Personal information
- Date of birth: 14 August 1964 (age 61)
- Position: Midfielder

Youth career
- Asker

Senior career*
- Years: Team / Apps / (Gls)
- –1983: Frigg
- 1984–1986: Bærum
- 1986–1992: VfR Mannheim
- 1992–1995: Stabæk / 61 / (8)

= Anders Nordstad =

Norwegian footballer (born 1964)

Anders Nordstad (born 14 August 1964) is a Norwegian pundit on agricultural and food policy. He is also a retired footballer who played as a midfielder.

He played junior football for Asker and senior football for Frigg and Bærum, joining the latter club in 1984. Moving to Mannheim to study business administration, he featured for third-tier club VfR Mannheim. After six years in Germany, he returned to Norway in the summer of 1992 and trained with Bærum and Stabæk. He chose to sign for Stabæk, securing promotions from 1993 2. divisjon and 1994 1. divisjon. In the 1995 Tippeligaen, he played seven league games before retiring.
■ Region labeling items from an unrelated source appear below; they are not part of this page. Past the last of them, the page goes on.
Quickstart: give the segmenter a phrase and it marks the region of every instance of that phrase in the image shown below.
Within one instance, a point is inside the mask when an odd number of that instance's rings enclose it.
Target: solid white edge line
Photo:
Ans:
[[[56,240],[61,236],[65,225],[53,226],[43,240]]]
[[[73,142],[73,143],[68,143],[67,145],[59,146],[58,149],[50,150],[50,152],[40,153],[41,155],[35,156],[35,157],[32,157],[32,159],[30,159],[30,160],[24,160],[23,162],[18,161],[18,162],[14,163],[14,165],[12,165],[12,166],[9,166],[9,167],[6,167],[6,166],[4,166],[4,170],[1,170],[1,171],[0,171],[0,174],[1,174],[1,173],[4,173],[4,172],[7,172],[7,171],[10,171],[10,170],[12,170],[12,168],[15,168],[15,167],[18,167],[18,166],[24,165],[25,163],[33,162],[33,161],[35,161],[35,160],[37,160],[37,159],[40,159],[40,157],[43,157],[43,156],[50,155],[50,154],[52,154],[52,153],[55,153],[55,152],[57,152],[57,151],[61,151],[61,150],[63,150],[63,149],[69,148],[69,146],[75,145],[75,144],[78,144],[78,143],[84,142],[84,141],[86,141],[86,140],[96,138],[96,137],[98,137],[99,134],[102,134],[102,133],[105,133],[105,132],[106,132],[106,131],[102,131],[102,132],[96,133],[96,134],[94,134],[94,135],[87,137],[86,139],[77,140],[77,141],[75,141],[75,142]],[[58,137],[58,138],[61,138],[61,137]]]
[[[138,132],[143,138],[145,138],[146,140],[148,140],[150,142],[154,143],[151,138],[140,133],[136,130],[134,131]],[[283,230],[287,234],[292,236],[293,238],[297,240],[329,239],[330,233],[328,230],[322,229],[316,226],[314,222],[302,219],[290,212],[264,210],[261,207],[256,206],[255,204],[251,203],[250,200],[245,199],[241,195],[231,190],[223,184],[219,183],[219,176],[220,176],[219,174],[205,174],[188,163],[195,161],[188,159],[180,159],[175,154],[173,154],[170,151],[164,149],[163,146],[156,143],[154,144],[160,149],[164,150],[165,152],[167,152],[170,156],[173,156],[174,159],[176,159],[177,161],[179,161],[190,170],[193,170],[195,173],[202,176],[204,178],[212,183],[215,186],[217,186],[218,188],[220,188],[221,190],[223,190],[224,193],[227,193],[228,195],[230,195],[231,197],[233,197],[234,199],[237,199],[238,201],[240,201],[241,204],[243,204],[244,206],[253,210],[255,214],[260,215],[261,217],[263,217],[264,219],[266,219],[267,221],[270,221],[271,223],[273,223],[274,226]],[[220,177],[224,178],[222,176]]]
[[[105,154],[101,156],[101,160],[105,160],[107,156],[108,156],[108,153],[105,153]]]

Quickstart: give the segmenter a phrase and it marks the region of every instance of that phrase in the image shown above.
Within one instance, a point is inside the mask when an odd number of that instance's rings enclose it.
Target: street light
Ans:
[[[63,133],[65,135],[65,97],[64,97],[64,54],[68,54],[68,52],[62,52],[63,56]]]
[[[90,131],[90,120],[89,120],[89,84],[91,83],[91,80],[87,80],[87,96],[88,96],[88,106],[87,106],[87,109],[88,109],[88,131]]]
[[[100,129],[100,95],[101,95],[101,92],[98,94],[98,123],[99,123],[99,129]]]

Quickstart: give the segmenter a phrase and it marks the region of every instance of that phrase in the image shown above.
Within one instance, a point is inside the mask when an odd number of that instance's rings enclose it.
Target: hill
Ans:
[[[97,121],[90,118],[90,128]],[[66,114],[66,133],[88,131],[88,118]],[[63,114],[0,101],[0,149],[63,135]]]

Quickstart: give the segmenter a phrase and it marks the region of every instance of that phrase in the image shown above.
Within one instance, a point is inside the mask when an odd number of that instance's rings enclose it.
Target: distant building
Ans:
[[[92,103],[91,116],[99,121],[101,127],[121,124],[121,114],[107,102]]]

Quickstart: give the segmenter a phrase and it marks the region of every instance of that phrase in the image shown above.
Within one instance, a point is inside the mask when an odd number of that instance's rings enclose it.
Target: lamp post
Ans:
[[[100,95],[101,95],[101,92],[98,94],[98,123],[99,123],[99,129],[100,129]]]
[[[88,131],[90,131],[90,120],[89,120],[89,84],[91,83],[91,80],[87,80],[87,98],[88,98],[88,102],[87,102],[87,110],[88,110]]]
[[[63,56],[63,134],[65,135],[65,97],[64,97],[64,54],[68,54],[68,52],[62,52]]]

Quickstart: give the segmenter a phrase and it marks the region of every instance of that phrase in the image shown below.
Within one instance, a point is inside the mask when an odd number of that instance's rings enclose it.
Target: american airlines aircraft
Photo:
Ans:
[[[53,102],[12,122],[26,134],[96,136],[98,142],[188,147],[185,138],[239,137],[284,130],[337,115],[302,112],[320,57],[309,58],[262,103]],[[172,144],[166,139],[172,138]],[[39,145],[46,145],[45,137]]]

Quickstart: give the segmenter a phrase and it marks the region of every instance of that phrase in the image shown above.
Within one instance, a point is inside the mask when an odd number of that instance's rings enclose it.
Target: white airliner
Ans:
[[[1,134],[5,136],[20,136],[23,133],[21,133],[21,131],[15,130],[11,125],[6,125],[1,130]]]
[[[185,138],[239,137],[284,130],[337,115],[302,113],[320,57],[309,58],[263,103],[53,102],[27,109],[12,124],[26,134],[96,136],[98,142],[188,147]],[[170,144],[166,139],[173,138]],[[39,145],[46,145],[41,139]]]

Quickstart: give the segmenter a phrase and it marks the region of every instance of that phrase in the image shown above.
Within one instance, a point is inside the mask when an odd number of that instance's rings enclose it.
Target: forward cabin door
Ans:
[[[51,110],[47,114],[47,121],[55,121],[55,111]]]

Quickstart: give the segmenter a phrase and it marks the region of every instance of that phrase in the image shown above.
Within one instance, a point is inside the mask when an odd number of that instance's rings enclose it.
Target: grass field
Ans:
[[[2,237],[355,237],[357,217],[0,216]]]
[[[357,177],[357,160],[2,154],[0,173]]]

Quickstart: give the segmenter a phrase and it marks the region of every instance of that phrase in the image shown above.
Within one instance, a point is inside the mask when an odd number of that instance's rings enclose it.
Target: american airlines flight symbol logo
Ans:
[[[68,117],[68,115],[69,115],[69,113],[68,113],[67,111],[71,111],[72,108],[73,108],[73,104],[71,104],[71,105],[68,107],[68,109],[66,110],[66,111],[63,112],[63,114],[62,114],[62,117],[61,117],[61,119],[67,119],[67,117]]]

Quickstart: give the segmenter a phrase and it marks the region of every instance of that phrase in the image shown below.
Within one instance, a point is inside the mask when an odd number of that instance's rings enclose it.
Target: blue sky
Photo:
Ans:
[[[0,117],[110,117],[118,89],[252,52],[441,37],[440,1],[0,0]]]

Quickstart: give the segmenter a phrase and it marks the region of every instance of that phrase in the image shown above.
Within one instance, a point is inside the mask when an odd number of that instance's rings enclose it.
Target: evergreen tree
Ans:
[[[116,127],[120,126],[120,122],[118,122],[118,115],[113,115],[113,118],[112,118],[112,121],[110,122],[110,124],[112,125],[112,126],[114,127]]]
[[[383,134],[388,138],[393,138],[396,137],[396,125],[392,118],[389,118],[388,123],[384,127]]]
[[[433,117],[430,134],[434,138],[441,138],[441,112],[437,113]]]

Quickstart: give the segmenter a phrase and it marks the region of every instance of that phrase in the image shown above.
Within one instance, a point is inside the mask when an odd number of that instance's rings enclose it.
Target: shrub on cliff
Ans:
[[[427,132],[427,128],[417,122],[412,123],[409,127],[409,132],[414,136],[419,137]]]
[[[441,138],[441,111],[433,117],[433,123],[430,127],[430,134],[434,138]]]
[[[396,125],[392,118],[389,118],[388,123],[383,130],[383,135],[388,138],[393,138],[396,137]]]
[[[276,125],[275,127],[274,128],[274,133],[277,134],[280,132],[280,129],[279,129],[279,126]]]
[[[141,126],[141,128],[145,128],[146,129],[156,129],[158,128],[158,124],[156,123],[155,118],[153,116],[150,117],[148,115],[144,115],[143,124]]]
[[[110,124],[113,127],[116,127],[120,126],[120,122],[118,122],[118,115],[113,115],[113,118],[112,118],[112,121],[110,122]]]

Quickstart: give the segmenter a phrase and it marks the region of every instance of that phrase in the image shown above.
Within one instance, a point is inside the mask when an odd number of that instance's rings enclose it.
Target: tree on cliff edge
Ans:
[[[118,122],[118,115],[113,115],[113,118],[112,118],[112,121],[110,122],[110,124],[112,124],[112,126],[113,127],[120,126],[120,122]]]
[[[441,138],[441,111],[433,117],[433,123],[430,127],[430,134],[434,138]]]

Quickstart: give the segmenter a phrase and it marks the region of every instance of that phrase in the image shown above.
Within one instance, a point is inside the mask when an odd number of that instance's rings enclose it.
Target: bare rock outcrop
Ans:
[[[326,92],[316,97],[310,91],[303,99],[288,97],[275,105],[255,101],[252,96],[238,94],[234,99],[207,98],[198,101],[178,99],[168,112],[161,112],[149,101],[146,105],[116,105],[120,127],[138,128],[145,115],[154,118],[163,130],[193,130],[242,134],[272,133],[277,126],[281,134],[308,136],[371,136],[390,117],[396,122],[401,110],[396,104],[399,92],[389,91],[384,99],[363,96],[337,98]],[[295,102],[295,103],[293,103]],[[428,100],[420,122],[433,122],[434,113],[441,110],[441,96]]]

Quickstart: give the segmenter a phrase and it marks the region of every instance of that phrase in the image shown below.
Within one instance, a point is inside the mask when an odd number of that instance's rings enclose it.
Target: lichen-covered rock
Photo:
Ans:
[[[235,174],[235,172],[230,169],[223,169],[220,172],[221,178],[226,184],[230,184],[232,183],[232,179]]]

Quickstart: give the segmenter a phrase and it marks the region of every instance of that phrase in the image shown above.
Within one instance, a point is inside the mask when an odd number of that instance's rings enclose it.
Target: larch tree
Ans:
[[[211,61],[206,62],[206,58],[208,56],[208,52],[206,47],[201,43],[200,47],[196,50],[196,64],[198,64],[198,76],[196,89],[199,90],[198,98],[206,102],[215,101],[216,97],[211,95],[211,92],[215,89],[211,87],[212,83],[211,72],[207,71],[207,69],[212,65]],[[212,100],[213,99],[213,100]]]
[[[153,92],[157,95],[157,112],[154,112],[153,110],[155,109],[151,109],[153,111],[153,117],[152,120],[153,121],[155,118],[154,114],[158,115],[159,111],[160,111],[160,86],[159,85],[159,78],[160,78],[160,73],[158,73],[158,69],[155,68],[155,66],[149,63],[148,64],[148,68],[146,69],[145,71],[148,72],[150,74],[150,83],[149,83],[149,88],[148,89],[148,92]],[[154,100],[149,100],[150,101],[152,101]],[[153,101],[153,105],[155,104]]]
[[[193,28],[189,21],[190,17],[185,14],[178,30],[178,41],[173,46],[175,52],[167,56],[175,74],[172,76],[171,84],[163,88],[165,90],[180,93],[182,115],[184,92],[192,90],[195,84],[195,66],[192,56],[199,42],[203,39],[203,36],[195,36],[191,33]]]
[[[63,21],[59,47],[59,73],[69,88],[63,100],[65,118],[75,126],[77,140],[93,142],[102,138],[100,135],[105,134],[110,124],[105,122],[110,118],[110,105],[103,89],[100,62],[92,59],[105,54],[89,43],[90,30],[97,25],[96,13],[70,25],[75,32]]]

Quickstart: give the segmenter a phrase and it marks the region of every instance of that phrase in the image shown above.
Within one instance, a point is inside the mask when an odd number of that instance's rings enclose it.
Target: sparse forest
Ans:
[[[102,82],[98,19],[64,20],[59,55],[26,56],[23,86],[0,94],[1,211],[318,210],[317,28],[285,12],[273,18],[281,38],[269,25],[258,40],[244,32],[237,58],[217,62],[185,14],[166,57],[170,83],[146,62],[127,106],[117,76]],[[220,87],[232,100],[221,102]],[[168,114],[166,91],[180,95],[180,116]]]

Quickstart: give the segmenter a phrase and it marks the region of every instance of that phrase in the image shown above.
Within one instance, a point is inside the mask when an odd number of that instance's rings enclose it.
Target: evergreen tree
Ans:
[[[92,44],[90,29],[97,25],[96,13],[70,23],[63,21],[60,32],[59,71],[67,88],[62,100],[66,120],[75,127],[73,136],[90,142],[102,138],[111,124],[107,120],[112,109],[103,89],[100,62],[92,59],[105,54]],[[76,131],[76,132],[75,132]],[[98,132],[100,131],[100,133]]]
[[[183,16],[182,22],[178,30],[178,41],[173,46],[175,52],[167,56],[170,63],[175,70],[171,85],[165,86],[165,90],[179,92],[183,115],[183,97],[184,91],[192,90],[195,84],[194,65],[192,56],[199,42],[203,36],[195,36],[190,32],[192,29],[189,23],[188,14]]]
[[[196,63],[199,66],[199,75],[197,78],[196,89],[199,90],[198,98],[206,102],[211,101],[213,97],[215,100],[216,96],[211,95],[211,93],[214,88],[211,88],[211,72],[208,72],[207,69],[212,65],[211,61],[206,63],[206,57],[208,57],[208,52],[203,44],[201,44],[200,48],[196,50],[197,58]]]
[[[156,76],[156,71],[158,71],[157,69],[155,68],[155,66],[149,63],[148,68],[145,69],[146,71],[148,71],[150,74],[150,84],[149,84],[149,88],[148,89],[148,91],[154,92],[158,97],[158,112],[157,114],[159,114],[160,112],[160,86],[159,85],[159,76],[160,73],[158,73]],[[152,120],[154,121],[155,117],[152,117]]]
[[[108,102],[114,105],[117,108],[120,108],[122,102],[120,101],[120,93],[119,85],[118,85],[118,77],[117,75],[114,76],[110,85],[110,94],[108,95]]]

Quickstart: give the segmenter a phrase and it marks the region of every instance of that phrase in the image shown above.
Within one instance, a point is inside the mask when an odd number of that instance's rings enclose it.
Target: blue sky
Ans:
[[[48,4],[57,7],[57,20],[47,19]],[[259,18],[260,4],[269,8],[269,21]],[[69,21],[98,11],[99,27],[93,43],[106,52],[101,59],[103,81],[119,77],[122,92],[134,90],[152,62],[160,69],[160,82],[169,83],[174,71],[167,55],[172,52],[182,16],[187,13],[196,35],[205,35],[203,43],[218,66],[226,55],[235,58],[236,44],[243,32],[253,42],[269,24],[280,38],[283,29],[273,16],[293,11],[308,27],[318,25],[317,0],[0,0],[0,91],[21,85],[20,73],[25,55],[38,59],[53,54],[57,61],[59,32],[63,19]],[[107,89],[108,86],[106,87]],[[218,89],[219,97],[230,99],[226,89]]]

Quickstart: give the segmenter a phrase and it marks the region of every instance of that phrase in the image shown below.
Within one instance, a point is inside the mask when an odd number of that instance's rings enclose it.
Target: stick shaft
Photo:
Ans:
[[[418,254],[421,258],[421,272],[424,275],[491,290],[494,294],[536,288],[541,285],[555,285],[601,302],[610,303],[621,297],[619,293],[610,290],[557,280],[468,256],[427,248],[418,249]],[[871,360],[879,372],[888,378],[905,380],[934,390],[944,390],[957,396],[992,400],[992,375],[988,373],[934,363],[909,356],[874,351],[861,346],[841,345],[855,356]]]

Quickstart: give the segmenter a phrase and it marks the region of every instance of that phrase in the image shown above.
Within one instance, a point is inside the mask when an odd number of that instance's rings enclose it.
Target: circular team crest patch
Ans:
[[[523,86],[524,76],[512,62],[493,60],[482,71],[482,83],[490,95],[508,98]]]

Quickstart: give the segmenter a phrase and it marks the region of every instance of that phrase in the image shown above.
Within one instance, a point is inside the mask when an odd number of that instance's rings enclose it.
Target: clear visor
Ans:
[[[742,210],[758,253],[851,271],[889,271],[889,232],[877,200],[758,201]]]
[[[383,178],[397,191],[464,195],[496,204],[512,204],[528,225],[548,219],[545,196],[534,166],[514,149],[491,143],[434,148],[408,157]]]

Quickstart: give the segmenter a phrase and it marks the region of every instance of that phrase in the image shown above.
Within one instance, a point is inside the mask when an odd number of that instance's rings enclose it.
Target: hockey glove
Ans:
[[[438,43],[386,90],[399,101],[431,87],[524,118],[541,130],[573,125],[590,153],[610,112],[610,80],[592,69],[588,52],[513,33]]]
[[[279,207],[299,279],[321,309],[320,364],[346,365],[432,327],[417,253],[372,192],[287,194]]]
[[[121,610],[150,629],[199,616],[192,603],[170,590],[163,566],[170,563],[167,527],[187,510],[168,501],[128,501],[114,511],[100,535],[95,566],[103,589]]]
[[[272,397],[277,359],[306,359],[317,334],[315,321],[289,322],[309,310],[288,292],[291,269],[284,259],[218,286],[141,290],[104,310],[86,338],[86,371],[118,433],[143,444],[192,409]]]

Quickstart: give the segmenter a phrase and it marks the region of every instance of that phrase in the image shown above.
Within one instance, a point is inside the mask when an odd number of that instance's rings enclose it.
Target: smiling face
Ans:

He worked as a grain and soy trader, among others in Lantmännen and Denofa.
From 2021 to 2022 he was the secretary-general of the Norwegian Farmers and Smallholders Union. After leaving, he started as a blogger and public speaker on agrarian policy and food security. He won the award Årets formidler in 2022 and the Beredskapsprisen for 2023.